コメント分析の例。要望のみの抽出や、ポジティブな意見の抽出など様々な形式で分類できる
手作業だと地味に時間がかかるのでAIを活用したいが、ChatGPTにどう伝えればいいかわからない、という作業は意外と多いだろう。アンケート分析はまさにそれで、微妙な言葉の差異を判断し分析するのは労力もかかるのでこのニーズは多いと感じた。
様々な言語間の翻訳に加えて、翻訳のトーンも選択可能だ。通常の翻訳アプリではフォーマルな言い回しに直される所を、カジュアル~フォーマルの選択で自然な翻訳を提供する。これにより、英語でのビジネスメールの作成から友人との会話まで様々なシーンに応じた翻訳を提供する。
翻訳機能の使用例。トーンを選択できるので様々なシーンで利用可能。
翻訳のトーンは「とてもカジュアル」「とてもフォーマル」まで様々。「大阪のおばちゃん」にすると、陽気な関西弁で日本語訳されるのも面白い。
文章を入力するだけで、Deer-Aiのロゴのような画像など、多様なスタイルの画像を作ることができる。

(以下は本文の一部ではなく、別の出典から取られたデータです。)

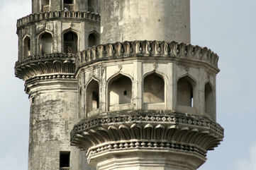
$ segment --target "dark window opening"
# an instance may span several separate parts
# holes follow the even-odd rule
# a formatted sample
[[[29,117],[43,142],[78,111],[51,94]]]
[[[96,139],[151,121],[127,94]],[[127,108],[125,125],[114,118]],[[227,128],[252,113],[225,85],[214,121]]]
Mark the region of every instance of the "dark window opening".
[[[92,80],[87,88],[87,111],[89,113],[99,107],[99,83]]]
[[[74,1],[73,0],[64,0],[64,4],[73,4]]]
[[[40,36],[40,50],[43,54],[52,53],[52,37],[48,32],[45,32]]]
[[[30,39],[26,37],[23,42],[23,57],[30,56]]]
[[[193,85],[195,84],[192,79],[186,76],[179,80],[177,87],[178,105],[194,107]]]
[[[165,102],[165,80],[156,73],[147,75],[143,82],[145,103]]]
[[[46,12],[50,11],[50,1],[49,0],[43,0],[42,1],[42,9],[43,12]]]
[[[130,78],[118,75],[108,83],[108,105],[129,104],[132,97],[132,81]]]
[[[95,0],[88,0],[88,11],[95,12],[94,1],[95,1]]]
[[[213,92],[209,83],[204,87],[204,109],[208,114],[214,114],[214,98]]]
[[[77,36],[69,31],[64,34],[64,52],[65,53],[77,53]]]
[[[99,92],[92,92],[93,109],[99,109]]]
[[[64,11],[74,11],[74,1],[73,0],[64,0]]]
[[[94,33],[90,34],[88,37],[88,47],[91,47],[93,46],[96,46],[97,44],[97,36]]]
[[[60,152],[60,167],[68,168],[70,166],[70,152],[61,151]]]

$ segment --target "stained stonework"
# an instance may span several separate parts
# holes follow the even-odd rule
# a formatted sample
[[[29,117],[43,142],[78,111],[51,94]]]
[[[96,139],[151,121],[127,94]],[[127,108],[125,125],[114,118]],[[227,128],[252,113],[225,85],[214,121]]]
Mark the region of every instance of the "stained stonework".
[[[189,0],[33,0],[17,35],[28,170],[196,170],[222,141]]]
[[[218,61],[207,48],[175,42],[126,41],[80,52],[85,119],[74,126],[72,145],[97,169],[197,169],[223,138],[216,123]],[[91,78],[99,107],[87,109]]]
[[[79,120],[77,52],[88,47],[91,32],[99,33],[100,16],[87,11],[86,1],[33,1],[33,13],[17,21],[15,74],[30,101],[29,170],[91,169],[84,152],[69,144]]]

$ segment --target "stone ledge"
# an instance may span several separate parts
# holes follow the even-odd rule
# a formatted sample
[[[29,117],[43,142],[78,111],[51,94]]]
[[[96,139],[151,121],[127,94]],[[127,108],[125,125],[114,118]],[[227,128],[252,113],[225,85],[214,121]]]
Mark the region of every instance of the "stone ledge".
[[[100,44],[79,54],[77,68],[101,61],[137,57],[138,59],[187,60],[208,64],[218,72],[218,56],[206,47],[176,42],[133,41]]]
[[[47,20],[53,18],[76,18],[89,20],[96,22],[101,20],[99,13],[89,11],[48,11],[44,13],[32,13],[17,20],[17,28],[20,28],[28,23]]]
[[[74,126],[70,135],[71,145],[88,150],[89,154],[91,154],[91,151],[95,151],[94,148],[101,151],[109,145],[101,145],[123,141],[130,144],[136,140],[138,147],[151,147],[148,142],[155,143],[156,145],[153,146],[157,147],[161,147],[161,143],[167,147],[170,147],[172,143],[191,145],[200,150],[197,154],[203,156],[207,150],[213,150],[220,144],[223,138],[223,129],[216,122],[200,116],[168,111],[126,111],[82,120]],[[127,143],[128,147],[130,144]],[[126,148],[126,144],[118,145]],[[116,148],[120,146],[117,145]]]
[[[73,54],[64,53],[29,56],[16,63],[15,75],[26,80],[40,75],[74,73],[75,56]]]

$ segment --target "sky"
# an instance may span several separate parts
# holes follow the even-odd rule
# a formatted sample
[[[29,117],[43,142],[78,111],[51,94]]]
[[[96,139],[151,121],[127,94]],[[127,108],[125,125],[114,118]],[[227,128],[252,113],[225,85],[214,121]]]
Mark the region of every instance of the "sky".
[[[0,167],[28,169],[29,102],[14,76],[16,23],[30,13],[30,1],[1,0]],[[199,170],[256,170],[256,1],[191,1],[191,44],[219,56],[217,121],[221,145]]]

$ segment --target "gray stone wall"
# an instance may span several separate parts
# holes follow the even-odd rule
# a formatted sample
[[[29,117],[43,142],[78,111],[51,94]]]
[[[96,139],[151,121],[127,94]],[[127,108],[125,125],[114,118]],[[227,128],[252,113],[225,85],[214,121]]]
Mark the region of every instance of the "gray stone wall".
[[[190,42],[189,0],[101,0],[101,44],[133,40]]]

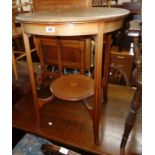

画像サイズや解像度、テイストまでプルダウンで選択可能。用途に応じてプロンプトを入力するのが面倒な場合は、この方が早いかもしれない。
「私はこれまでAIの利便性を様々な場面で実感してきました。しかし、AIに対して『仕事が奪われる』や『使い方が分かりにくい』といった否定的なイメージを持つ方も少なくありません。そうした方々にAIの魅力を最大限に感じていただけるような取り組みを進めたいと考えています。
そこで今回、Deer-Aiを開発するにあたって徹底的に『誰もが手軽に使える』を意識しました。適切な応答を得るための工夫はもちろん、ページ間の移動など、UIについても検討を重ねてきました。
ただ、まだまだ改善の余地は多分にありますので是非一度お試しいただき、ご意見をお聞かせいただければ幸いです。このアプリを通じ、少しでも多くの方にAIの利便性が伝わればと考えています」(大津氏)。